Sotheby’s has estimated that the collection will go for between $300,000 and $500,000. Should it do so, the sale would surpass the previous record for a collection of Talbot’s photos, set at Sotheby’s in 2018, when a complete copy of “The Pencil of Nature” was bought for $275,000.

Early pioneer

Talbot developed his groundbreaking “salted paper” photography technique during a vacation in the early 1830s, when he grew frustrated with the limitations of sketching. Using a solution containing salt and, later, silver nitrate, he created a light-sensitive surface from ordinary writing paper, which darkened when exposed to sunlight.

He would later develop the influential calotype (or talbotype) technique, which was more complex than the salted paper process but drastically reduced exposure times. Though not as popular as the daguerreotype, which became widely used around the world in the 1840s, Talbot’s technique proved hugely influential in the development of camera technology, as it produced photographic negatives that allowed images to be more easily replicated.
Talbot's sister, Henrietta Horatia Maria Gaisford, pictured playing the harp.

Talbot’s sister, Henrietta Horatia Maria Gaisford, pictured taking part in the harp. Credit: Courtesy Sotheby’s

But while Talbot was a keen alchemist and an important figure in the science of photography, Bierman also commended his artistic sensibilities.

“The compositions are extremely subtle,” she said, citing a landscape photo taken in Scotland that used the water’s reflection to produce a “confluence of triangles which can be completely centered.”

“Thinking in regards to the constraints he would have confronted in working towards photography so early, to have the foresight as to how precisely you are going to translate what you see earlier than you right into a bodily print is, I believe, true artistry.”

Talbot’s assortment goes beneath the hammer as a part of the “50 Masterworks to Celebrate 50 Years of Sotheby’s Photographs” auction, which brings together some of the medium’s most important names. The sale features a number of other valuable early images, including a male nude by pioneering French photographer Eugène Atget, expected to sell for up to $150,000, and an 1867 image of a riverside garrison in Oregon that carries a top estimate of $350,000.
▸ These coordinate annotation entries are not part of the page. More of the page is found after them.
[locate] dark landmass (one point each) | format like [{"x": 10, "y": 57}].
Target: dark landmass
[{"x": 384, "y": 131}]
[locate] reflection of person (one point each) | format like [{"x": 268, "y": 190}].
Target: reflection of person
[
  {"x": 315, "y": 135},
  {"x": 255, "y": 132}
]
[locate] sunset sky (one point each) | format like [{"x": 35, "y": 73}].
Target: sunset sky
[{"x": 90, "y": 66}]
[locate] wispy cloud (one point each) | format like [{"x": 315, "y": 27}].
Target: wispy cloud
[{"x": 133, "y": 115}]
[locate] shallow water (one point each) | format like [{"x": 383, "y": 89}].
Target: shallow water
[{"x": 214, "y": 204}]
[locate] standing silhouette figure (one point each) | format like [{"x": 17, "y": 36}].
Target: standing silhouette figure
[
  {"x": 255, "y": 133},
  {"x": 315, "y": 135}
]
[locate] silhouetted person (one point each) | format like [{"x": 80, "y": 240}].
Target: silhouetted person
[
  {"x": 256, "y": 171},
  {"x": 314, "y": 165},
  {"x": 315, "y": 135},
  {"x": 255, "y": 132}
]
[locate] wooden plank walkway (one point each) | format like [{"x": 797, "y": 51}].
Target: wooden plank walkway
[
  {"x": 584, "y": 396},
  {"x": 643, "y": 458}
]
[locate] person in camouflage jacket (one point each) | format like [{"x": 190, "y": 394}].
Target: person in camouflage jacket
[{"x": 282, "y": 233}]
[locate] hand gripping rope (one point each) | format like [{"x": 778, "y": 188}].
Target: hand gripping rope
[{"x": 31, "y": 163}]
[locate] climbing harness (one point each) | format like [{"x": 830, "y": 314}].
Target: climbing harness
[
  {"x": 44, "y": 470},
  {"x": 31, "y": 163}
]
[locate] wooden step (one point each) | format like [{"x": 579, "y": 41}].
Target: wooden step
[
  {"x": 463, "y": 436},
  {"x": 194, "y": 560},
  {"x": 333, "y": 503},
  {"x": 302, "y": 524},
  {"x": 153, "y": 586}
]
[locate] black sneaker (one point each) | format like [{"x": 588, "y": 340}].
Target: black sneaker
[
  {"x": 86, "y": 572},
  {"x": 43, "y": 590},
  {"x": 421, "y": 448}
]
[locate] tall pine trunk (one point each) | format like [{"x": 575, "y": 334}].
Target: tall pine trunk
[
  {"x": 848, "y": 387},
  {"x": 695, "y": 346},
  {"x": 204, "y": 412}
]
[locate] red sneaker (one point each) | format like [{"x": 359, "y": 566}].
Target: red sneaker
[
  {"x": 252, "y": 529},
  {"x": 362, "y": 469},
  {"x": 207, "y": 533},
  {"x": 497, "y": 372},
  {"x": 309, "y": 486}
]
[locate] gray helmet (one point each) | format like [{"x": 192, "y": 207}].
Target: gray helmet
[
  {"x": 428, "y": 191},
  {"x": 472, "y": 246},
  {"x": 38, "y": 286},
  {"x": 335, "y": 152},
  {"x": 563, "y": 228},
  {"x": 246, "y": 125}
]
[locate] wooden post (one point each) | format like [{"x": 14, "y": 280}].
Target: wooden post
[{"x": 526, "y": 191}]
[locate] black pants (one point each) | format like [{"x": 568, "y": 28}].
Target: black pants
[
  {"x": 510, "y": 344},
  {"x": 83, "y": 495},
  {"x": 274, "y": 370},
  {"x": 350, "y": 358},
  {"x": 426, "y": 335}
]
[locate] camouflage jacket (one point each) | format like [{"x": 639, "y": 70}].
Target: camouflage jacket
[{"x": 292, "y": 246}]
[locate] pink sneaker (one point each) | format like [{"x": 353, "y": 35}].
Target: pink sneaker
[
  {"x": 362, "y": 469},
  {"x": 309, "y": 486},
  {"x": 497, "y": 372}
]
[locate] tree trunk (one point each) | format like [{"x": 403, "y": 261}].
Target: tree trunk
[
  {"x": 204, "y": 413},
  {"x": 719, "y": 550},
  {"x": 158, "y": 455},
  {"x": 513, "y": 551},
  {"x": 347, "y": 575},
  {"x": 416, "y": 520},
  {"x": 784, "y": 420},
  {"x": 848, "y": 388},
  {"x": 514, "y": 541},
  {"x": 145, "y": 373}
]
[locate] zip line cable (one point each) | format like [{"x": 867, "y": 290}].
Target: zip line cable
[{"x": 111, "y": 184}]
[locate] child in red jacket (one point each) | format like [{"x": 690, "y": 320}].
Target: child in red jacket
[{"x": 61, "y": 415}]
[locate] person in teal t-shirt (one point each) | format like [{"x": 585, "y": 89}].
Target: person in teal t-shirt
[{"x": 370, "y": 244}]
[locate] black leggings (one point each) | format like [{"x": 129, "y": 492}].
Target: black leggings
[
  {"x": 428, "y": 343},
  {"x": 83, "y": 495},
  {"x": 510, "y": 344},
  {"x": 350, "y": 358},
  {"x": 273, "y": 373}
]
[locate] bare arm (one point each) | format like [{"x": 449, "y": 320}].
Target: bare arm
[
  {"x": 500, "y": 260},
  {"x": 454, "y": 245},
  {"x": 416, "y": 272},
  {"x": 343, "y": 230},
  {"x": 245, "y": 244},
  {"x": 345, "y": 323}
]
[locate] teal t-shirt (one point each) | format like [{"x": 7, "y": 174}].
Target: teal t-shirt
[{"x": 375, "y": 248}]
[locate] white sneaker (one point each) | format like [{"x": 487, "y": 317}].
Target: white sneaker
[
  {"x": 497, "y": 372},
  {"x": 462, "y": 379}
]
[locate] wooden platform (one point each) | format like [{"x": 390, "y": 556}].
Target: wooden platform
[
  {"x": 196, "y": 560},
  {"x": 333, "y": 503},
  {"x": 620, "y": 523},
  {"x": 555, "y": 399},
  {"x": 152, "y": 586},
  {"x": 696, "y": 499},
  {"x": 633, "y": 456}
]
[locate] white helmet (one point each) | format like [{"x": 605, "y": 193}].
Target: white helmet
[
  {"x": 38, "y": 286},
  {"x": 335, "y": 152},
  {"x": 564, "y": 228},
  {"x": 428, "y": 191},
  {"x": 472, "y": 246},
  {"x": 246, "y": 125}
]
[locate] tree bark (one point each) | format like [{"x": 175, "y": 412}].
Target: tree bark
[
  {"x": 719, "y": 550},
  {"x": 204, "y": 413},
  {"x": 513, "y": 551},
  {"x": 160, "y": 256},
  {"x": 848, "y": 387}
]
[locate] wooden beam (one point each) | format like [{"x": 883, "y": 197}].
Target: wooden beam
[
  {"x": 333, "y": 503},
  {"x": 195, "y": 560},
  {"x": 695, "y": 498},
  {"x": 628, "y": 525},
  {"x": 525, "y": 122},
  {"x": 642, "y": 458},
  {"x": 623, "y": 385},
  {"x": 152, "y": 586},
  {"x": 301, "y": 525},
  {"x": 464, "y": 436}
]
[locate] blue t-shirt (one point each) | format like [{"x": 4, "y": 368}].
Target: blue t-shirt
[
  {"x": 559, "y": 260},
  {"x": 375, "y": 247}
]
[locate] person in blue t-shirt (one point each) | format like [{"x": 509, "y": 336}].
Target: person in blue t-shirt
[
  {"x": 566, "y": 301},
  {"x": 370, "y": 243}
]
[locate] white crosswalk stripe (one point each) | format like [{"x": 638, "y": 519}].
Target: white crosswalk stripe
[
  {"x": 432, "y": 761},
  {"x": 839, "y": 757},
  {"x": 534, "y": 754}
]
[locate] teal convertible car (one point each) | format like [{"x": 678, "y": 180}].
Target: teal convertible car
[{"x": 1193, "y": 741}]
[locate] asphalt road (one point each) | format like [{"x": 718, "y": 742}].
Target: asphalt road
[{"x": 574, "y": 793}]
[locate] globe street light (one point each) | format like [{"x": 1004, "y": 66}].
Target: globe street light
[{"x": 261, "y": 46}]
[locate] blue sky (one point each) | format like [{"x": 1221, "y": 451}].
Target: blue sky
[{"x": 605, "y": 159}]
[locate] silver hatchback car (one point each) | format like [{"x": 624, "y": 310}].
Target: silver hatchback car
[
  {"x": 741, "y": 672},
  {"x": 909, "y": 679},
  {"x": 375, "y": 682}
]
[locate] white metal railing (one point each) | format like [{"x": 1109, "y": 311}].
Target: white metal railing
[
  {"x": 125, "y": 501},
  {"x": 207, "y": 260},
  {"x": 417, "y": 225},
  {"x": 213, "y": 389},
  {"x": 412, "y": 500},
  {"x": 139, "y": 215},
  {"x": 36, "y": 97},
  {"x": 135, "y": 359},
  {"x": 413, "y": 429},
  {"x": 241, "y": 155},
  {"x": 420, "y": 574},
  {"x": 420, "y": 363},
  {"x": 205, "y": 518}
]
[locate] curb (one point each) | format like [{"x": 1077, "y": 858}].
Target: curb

How do art auctions really work?

More contemporary offerings include a collection of Sebastião Salgado’s depictions of a Brazilian gold mine, Martin Parr’s series “The final Resort” and 11 images by the celebrated fashion photographer Richard Avedon.

According to Bierman, photography sales have weathered the pandemic more successfully than many other parts of the auction market, which has been severely disrupted by limits on viewing events and in-person sales. She attributed some of this to first-time buyers, who may see photography as a more accessible and affordable way into art collecting.

“In 2020, a couple of third of our bidders and patrons for {photograph} gross sales have been both new to the market fully or new to Sotheby’s,” she said. “That’s astonishing and undoubtedly factors to a wholesome market.”